The demonstration that the gene related to novelty-seeking behavior accounts for only about 5 percent of the variability in the data in humans can be found in Ebstein R and Belmaker R, “Saga of an adventure gene: novelty seeking, substance abuse and the dopamine D4 receptor 9D4DR) exon III repeat polymorphism,” Molecular Psychiatry 2 (1997): 361.

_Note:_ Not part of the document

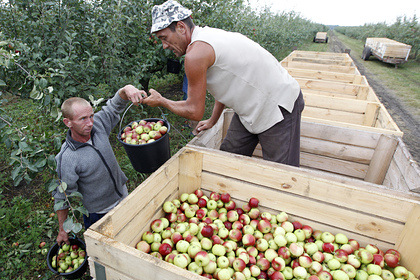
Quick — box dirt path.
[329,31,420,163]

Demoralizing postscript: A few years after the Crabbe et al. paper was published, I found myself sitting in the office of a Nobel laureate, whose work should have made him cognizant of this science. This was one huge alpha male of a baboon, and I was terrified of him, wildly intimidated. No doubt the stress of the situation was gravely impairing the executive functioning of my frontal cortex (stay tuned for what that’s about) and my ability to make a prudent decision, because I decided to bring up the Crabbe paper. “So what did you think of that Crabbe paper in Science?” I ventured enthusiastically. A blank look. “You know, the paper where they were testing the different mouse strains at the three different labs…?” I offered. A cold, blank look. I was dumbfounded—he seemed not to have heard of the study, which hadn’t, after all, been published in some biology newsletter in Estonian. I launched into a description of the methods and results of the study. He made a snarfly sort of exhaling sound through his nostrils and said something to the effect of, “It sounds like they don’t know the first thing about how to do basic behavioral testing.” Thank God, my time was soon up with him and I was allowed to scuttle out of his office before my imprudent frontal cortex had allowed me to say what I thought of his attitude about an inconvenient scientific finding.